Autonomous vehicles are no longer a thing of the future. The technology is here and getting better every day. The current systems are however typically bound to specific controlled geographical areas, limiting their usability. There is still a lot of work and research to be done to make a truly independent autonomous vehicle. Advancements in deep learning have increased the validity of using end-to-end systems as a promising alternative approach to current systems.
This thesis explores some of the possibilities of these end-to-end systems and compares the performance of different architectures and techniques i.a. the importance of using temporal data, the importance of the quality of the dataset, classification vs. regression and the effect of increasing the complexity of the system.
This work also explores the implementation of these architectures on the JetBot robotic test platform for the task of both lane following and following navigational directions in a simplified urban environment.
The architecture proposed by Aasbø and Haavaldsen, “Autonomous Vehicle Control: End-to-end Learning in Simulated Environments. is used as a basis.

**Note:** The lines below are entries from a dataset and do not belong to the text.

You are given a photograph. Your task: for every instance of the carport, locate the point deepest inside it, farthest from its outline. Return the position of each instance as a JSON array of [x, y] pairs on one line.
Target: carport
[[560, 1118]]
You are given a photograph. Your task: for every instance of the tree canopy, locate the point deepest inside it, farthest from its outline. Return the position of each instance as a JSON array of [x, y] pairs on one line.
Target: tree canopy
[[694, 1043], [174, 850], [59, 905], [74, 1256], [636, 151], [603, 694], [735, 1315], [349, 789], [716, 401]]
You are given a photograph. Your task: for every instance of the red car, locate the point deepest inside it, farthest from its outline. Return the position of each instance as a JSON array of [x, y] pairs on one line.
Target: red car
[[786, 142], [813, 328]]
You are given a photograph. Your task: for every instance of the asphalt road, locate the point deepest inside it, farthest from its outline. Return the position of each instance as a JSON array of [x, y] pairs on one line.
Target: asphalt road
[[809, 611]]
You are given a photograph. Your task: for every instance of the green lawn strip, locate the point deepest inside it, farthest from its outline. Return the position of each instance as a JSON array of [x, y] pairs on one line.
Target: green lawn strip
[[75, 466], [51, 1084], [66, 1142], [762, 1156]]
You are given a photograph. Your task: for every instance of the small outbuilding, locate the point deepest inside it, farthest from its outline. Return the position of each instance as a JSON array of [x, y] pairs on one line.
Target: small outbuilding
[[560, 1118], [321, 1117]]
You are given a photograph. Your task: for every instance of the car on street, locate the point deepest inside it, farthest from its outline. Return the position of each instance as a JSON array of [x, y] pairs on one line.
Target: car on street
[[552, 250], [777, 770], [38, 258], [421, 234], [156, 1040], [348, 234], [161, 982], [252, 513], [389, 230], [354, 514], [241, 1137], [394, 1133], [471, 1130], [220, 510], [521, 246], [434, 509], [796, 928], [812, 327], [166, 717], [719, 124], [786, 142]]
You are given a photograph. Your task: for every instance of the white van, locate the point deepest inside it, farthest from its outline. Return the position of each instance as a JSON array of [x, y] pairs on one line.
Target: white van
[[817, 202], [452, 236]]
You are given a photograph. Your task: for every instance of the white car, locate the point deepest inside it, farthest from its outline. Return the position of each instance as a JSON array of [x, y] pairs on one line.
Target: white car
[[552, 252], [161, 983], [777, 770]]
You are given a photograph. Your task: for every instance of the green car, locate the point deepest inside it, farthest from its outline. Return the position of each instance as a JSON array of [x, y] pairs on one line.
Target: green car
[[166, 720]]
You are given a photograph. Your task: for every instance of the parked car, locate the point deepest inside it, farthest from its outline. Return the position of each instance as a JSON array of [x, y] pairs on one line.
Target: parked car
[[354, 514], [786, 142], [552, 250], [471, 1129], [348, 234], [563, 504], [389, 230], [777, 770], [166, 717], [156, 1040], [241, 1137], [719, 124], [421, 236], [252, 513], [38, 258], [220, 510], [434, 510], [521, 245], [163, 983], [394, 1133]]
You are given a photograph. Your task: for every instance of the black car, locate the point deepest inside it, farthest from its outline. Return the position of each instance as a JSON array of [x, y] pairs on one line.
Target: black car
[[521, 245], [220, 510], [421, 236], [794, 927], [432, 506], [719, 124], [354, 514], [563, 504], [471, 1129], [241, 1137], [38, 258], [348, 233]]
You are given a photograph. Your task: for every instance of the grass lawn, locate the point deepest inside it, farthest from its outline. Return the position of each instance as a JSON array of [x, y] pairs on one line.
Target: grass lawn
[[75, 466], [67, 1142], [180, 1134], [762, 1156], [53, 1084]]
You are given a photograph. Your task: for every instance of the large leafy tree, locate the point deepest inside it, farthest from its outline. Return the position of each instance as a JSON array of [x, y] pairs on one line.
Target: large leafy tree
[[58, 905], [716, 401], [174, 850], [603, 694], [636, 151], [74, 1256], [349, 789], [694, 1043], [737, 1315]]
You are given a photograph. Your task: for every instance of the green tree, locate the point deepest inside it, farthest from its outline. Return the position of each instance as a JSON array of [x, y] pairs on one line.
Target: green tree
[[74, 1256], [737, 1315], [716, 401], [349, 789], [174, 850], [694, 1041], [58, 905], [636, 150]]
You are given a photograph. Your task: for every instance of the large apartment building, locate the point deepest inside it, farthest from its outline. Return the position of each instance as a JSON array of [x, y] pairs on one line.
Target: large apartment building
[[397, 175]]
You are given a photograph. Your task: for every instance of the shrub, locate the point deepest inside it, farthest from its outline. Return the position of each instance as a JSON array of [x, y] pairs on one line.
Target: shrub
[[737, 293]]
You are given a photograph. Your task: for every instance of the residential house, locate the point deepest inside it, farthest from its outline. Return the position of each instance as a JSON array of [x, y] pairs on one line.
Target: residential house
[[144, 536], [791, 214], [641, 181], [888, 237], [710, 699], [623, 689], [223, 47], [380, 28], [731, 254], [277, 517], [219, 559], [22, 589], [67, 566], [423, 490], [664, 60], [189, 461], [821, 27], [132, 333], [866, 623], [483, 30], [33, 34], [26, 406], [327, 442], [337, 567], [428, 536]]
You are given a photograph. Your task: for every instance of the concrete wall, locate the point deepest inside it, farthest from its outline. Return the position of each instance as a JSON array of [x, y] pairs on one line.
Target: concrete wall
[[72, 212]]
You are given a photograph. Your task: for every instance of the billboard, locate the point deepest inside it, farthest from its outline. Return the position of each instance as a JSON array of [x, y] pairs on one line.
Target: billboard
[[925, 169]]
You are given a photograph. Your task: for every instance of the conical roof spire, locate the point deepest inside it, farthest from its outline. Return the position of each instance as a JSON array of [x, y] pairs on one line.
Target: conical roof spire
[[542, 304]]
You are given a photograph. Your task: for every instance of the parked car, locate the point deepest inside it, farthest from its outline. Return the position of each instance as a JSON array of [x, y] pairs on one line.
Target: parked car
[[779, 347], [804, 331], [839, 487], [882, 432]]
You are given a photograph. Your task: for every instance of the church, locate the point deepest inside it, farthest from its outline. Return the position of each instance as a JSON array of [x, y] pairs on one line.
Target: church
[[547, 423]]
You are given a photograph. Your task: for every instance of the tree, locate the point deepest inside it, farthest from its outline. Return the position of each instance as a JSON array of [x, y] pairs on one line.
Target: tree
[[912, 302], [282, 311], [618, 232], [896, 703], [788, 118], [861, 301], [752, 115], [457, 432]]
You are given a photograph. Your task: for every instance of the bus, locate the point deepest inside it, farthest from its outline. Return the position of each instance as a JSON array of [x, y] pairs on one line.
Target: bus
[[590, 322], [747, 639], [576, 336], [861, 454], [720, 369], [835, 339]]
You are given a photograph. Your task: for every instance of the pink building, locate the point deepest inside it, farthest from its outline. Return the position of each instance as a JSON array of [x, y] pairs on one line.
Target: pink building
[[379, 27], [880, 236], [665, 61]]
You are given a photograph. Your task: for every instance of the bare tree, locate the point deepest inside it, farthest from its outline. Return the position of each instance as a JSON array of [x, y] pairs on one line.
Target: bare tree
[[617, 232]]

The idea is explored further by applying the findings on the jetbot platform, performing further tests and validating results.
The findings in this thesis show that even a simple deep neural net can achieve full autonomy, given a sufficiently large dataset of high quality. The results with more complex models on the JetBot platform were not promising, with the vehicle regularly ignoring commands or swerving out of lane. Further experiments hinted that this is probably because those models were over-qualified for the simple environment as well as the use of a (too) limited dataset.